Não importa. Não sou psicólogo, antropólogo, e muito menos um dos cinco. O que me importa é trocar mais ideia com esse querida amiga que me ensina, cada vez mais a compreender que existem coisas muito maiores do que… Do que o que mesmo? Ih, esse papo já está ficando chato. Ela me ensinou a economizar água. Ela é Repórter daqueles que passaram na BBC, ou quase isso. Fico orgulhoso quando vejo um vídeo dela no YouTube, no qual ela explica, com termos técnicos e tudo, como as grandes empresas podem aproveitar melhor a água. Além de fazer um trabalho mega bacana e do futuro, ela parece até uma Apresentadora falando. Beijo suas lisas bochechas que eu aguardo ansiosamente o momento em que, dignas pra min . Com a voz bem leve, faço questão de chamar em alto em bom som minha amiguinha pelo seu apelido de infância:
- mari!!! mari! mari!!!!
Dá nisso.

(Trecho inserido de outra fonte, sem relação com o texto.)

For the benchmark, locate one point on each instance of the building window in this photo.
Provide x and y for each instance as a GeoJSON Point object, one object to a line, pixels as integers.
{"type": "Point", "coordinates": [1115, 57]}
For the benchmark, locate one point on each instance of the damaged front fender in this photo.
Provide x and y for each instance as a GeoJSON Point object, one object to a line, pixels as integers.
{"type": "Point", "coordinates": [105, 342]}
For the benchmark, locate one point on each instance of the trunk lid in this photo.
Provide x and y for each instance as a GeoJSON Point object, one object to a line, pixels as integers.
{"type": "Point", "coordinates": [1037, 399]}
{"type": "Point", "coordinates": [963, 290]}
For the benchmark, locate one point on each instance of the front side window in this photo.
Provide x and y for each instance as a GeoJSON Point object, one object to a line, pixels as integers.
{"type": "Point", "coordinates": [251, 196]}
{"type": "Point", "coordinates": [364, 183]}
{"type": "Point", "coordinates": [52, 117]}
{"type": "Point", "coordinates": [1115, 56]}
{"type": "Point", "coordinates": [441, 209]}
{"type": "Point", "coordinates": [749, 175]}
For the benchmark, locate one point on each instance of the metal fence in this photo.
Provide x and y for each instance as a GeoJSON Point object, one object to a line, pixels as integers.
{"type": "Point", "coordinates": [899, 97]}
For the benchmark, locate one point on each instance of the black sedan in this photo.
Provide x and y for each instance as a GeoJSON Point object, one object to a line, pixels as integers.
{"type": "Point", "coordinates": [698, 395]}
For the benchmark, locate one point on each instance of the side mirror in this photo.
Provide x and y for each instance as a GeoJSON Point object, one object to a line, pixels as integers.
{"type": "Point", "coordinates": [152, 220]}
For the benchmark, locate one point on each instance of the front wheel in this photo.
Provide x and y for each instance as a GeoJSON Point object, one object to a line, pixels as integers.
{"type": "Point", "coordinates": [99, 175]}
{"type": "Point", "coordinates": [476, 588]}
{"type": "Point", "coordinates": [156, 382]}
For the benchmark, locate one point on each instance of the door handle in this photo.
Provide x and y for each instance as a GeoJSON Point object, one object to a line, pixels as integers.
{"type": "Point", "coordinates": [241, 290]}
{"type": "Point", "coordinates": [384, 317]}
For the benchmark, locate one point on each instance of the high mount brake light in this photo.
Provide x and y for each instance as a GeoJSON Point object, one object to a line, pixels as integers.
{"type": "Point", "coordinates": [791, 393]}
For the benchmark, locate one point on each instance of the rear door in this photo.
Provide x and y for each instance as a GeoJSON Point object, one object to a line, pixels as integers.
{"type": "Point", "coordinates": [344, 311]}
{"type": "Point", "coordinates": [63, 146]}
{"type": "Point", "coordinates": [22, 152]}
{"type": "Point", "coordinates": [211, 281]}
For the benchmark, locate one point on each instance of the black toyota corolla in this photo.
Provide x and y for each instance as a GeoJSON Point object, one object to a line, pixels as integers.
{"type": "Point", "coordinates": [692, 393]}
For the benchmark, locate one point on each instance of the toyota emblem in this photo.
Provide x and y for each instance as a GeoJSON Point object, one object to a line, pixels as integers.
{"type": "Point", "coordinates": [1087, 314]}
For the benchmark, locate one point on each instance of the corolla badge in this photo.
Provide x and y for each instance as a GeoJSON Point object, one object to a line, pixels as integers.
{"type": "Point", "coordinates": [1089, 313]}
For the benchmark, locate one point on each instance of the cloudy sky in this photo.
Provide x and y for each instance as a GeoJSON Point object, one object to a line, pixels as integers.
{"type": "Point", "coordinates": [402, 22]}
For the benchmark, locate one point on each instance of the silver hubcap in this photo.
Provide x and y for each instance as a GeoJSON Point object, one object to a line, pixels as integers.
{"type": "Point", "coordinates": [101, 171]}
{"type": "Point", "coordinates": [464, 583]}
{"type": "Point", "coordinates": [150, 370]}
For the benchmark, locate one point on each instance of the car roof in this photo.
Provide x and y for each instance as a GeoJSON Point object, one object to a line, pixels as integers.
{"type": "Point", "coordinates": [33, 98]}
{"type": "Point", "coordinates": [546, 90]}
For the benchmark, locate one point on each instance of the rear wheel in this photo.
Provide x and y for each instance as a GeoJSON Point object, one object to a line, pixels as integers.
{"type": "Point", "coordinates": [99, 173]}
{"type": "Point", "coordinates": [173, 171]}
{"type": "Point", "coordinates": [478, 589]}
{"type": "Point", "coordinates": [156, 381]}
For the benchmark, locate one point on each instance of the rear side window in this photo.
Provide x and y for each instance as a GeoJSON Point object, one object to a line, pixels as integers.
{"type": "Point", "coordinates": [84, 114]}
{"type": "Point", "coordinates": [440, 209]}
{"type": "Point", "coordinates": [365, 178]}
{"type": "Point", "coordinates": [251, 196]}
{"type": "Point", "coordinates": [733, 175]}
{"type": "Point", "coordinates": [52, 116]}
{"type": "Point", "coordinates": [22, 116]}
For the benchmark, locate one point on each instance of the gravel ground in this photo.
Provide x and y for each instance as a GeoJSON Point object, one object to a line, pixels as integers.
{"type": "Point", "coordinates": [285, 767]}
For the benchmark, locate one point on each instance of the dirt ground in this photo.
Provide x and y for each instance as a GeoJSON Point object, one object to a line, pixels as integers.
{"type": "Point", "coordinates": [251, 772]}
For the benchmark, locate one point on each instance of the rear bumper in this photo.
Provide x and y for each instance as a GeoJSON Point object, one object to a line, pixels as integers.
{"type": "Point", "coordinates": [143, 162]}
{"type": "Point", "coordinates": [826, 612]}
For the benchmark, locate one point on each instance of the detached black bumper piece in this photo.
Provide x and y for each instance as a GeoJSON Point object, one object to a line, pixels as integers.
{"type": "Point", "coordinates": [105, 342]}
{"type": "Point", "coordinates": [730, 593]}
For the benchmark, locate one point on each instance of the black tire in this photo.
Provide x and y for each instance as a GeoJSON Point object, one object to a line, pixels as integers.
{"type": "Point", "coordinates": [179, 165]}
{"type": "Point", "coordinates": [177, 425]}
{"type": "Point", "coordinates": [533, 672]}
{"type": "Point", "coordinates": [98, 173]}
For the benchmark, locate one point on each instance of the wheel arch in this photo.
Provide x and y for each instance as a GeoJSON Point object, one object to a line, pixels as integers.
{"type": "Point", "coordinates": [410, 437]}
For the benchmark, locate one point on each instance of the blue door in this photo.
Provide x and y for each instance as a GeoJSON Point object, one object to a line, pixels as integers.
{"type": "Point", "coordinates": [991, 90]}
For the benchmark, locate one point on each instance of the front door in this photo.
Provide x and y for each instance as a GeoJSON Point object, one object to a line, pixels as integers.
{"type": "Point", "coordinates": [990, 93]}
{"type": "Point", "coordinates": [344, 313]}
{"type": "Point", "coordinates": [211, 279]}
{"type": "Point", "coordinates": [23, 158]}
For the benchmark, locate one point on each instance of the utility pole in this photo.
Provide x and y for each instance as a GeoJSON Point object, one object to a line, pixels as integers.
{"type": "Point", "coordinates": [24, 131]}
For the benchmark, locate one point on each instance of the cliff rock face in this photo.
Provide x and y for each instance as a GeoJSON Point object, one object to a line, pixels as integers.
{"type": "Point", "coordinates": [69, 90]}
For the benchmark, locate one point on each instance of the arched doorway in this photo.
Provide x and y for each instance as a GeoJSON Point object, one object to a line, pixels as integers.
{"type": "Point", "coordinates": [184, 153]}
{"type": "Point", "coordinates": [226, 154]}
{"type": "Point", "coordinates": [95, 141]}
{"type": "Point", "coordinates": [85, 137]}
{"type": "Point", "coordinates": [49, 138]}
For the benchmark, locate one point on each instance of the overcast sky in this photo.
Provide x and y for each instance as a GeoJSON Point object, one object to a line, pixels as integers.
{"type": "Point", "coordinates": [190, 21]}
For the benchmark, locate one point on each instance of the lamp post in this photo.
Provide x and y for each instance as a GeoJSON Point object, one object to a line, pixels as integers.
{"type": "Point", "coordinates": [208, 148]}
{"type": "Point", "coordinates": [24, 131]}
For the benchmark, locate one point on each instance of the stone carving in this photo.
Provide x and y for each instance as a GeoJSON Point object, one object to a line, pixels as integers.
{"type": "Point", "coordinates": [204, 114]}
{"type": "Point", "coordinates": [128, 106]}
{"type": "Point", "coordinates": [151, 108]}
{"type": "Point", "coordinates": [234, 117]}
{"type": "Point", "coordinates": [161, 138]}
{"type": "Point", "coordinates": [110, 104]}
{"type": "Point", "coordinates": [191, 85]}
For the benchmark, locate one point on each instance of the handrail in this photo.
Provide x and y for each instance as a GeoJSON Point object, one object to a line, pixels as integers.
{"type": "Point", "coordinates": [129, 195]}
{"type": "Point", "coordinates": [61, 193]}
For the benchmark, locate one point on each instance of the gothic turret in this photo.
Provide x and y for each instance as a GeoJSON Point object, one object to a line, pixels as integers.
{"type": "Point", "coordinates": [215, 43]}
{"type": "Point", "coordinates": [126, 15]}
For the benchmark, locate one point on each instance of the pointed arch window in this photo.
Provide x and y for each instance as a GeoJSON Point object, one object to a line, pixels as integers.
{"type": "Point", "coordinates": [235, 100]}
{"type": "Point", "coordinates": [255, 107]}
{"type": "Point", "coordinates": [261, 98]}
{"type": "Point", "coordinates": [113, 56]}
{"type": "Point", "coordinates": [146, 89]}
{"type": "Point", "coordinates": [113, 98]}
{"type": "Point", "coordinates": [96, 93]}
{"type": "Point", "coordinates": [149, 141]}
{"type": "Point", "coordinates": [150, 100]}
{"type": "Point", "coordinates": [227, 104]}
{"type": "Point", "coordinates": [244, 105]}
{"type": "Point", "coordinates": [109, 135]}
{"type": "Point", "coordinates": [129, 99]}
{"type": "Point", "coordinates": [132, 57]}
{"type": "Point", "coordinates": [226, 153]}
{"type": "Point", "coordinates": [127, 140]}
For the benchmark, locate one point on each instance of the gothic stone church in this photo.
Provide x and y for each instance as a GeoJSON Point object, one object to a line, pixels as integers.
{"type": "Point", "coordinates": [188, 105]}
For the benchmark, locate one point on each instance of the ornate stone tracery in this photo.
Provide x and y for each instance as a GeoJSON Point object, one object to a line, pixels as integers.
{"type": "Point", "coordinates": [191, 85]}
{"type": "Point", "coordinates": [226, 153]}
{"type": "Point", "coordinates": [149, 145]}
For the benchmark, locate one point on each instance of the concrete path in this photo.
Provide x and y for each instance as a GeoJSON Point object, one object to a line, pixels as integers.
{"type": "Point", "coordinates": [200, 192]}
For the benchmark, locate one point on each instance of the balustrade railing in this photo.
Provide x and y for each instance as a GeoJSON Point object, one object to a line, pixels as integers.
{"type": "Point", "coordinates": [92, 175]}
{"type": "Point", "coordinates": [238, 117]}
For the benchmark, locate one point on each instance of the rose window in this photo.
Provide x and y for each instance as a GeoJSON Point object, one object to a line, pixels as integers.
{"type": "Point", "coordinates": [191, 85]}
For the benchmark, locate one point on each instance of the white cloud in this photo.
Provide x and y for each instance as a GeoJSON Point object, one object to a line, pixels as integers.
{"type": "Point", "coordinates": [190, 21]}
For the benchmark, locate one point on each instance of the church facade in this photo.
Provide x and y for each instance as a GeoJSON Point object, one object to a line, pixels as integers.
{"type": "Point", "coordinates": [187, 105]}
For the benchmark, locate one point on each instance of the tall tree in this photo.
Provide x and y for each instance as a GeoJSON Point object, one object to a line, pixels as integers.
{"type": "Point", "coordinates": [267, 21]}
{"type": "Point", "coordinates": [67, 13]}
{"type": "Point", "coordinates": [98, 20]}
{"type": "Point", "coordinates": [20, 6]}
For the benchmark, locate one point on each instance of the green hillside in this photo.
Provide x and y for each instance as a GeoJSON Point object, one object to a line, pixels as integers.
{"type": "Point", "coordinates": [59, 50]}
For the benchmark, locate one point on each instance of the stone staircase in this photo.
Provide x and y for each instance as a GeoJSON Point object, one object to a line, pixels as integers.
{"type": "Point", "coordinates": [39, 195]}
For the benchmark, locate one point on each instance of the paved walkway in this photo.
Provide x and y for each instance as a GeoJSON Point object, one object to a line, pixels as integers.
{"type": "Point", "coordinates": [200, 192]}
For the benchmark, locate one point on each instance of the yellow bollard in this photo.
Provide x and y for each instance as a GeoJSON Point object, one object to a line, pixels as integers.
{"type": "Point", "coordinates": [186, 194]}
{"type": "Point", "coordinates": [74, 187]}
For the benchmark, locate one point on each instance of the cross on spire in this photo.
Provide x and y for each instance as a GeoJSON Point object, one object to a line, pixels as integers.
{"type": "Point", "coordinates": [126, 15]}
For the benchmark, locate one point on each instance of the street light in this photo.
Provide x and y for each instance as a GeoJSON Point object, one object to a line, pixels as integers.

Ninguém se leva a sério, graças a Deus.A reporter inteligente é apenas mari para mim. E na contra-mão, para ela, eu devo ser algo bem parecido com isso também. A gente tira sarro da barriga um do outro e não pede sobremesa. Dividimos a conta, levantamos e damos um abraço apertado.
- Da próxima vez eu já vou ser rico e pago a conta. – digo eu .
- Espero que sim. E bem rico mesmo. Para pagar a conta da sua amiga querida e a das suas novecentas e quinze namoradas. – ela tirar saro.
Pego o meu carro e ela o dela. mari já sabe dirigir. Cada um sai para um lado, com uma certeza. A de que vinho e amizade têm o tempo como denominador comum.